A Large-Scale Collection Of (Non-)Actionable Static Code Analysis Reports
Dávid Kószó, Tamás Aladics, Rudolf Ferenc, Péter Hegedűs
TL;DR
The paper tackles alert fatigue in static code analysis by building NASCAR, a large, real-world Java dataset that distinguishes actionable from non-actionable warnings. It introduces a data-collection approach based on differential analysis across commit pairs on GitHub, leveraging PMD and SpotBugs to generate warnings and labeling them through code-change context. The resulting public dataset contains over 1.2 million warning instances (1.227M in the full set, deduplicated to 1.083M) with a substantial skew toward non-actionable warnings, and it provides replication tooling and documentation to support ML research aimed at filtering non-actionable alerts. This resource enables more accurate modeling of warning usefulness and supports broader improvements in SCA tool usability for Java developers.
Abstract
Static Code Analysis (SCA) tools, while invaluable for identifying potential coding problems, functional bugs, or vulnerabilities, often generate an overwhelming number of warnings, many of which are non-actionable. This overload of alerts leads to ``alert fatigue'', a phenomenon where developers become desensitized to warnings, potentially overlooking critical issues and ultimately hindering productivity and code quality. Analyzing these warnings and training machine learning models to identify and filter them requires substantial datasets, which are currently scarce, particularly for Java.
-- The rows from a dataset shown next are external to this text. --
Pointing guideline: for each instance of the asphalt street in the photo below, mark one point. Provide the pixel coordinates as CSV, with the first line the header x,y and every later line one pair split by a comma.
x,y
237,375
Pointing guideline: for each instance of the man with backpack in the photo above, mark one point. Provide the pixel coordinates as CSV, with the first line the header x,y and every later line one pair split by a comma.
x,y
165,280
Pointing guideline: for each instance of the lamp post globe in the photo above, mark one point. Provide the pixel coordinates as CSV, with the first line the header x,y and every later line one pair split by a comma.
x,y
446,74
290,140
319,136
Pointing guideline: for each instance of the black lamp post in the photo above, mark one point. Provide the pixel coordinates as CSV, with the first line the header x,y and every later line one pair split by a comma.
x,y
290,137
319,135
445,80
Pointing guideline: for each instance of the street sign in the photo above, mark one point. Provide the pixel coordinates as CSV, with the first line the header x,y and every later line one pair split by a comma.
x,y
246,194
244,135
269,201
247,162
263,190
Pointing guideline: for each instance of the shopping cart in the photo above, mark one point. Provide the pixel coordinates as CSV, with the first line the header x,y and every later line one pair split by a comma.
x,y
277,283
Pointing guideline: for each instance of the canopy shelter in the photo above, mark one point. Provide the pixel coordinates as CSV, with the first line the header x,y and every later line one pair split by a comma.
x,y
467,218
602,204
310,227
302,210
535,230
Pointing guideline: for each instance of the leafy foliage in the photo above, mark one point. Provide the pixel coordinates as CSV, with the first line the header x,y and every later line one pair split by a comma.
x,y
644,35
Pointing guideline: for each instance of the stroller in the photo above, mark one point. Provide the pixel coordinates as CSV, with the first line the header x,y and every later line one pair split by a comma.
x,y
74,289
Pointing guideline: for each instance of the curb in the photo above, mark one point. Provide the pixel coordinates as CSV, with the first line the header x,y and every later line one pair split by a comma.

This scarcity impedes efforts to improve the accuracy and usability of SCA tools and mitigate the effects of alert fatigue. In this paper, we address this gap by introducing a novel methodology for collecting and categorizing SCA warnings, effectively distinguishing actionable from non-actionable ones. We further leverage this methodology to generate a large-scale dataset of over 1 million entries of Java source code warnings, named NASCAR: (Non-)Actionable Static Code Analysis Reports. To facilitate follow-up research in this domain, we make both the dataset and the tools used to generate it publicly available.